For persons with diabetes, the day usually begins with a test of their fasting blood sugar levels, a self-administered blood test that is taken with the aid of a small hand-held glucose-testing device. Knowing the blood sugar levels before breakfast enables the individual diabetic person to adjust their dietary food intake if required. It is especially helpful to do so because foods can have the most immediate impact on blood sugar levels and some foods act more swiftly and to a greater degree than do other foods.

The target for the early morning levels is to be between 70 and 130 mg/dL and while most diabetics who have good control of their diabetes can achieve that target level, there are some who find that even though they were within a safe range the previous evening, next morning their blood test readings are much higher.

This well-known condition that affects only some people with diabetes is referred to as the dawn phenomenon. There is also another similar but more rare condition called the Somogyi Syndrome. The higher blood sugar levels are the result of the body's own production and release of glucose from its stores of glycogen that occurs if a lowering of normal blood sugars is detected during the night.

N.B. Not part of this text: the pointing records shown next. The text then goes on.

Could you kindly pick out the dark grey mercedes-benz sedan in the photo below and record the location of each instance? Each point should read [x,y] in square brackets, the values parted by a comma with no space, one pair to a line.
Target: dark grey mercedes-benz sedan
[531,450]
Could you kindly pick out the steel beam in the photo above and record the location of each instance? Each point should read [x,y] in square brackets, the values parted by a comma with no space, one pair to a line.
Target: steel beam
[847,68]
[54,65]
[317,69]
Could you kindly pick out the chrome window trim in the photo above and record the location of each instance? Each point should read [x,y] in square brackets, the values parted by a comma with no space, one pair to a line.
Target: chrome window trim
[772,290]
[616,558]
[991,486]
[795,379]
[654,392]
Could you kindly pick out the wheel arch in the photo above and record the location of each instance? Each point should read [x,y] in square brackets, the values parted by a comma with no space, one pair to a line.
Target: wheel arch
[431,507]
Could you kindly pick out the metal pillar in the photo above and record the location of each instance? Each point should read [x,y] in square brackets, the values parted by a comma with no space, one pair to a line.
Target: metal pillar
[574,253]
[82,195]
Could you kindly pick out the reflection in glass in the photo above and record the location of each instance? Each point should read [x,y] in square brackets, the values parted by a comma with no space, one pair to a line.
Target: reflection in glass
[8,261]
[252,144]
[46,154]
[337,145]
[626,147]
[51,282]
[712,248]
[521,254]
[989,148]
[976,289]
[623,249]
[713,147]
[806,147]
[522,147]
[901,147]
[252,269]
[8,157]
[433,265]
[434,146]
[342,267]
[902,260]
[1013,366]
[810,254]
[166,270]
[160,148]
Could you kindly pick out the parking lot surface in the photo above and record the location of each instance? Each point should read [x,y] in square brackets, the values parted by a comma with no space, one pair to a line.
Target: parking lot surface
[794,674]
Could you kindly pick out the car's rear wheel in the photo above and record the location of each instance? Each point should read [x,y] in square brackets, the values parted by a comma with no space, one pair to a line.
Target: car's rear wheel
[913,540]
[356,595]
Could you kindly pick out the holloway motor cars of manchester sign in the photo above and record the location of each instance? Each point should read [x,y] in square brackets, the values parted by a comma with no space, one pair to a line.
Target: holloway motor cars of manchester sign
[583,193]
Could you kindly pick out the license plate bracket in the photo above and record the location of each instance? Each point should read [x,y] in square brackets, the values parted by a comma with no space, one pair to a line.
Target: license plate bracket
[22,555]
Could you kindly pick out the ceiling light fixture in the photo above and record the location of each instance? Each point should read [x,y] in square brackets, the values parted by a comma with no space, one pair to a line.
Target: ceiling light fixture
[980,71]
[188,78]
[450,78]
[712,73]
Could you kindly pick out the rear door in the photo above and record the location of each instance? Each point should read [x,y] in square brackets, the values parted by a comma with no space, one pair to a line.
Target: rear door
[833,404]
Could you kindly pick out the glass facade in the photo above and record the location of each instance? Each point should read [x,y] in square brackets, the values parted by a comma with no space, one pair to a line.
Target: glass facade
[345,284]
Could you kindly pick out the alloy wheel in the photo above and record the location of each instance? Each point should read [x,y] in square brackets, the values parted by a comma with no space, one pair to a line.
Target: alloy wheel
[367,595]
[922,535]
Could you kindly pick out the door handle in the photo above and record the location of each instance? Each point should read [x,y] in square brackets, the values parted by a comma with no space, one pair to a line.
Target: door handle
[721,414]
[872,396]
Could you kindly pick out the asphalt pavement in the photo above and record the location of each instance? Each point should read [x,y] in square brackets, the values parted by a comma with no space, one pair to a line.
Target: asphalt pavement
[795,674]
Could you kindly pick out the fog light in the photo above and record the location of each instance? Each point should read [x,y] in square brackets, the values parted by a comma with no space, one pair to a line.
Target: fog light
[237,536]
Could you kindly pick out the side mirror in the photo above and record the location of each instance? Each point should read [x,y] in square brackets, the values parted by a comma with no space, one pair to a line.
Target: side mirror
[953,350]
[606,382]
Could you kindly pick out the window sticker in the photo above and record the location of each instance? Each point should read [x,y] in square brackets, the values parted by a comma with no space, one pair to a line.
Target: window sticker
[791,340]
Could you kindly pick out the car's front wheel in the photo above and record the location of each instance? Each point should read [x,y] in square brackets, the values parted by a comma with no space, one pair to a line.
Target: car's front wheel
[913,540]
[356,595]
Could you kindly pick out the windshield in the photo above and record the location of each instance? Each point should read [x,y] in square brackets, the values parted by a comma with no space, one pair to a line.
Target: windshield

A series of hormonal activities take place and the liver responds in order to maintain a constant source of glucose needed by the brain and the body's cells.

A simple solution to counter the higher readings
Some people with diabetes may not be aware that a simple way to avoid the higher fasting blood sugar levels is to consume a small snack before bedtime. A snack that includes one or two servings of carbohydrate and a serving of protein will usually be effective, a slice of whole-grain bread with low-fat cheese or peanut butter and a glass of milk or soymilk for example. Some diabetics include an amount of cooked chicken or turkey, others have suggested low-fat yogurt or a bowl of cereal, it's really a matter of finding what meets personal preferences while consuming a small amount of food to provide a constant supply of glucose that counters the need for the liver to call for more.

Everyone with diabetes must be cared for and treated by a doctor but the day-to-day actions to manage and control the diabetic condition, such as taking the above steps if necessary, are the responsibility of the individual. The person with diabetes has a lot to deal with to combat the many complications that can be caused by this serious disease.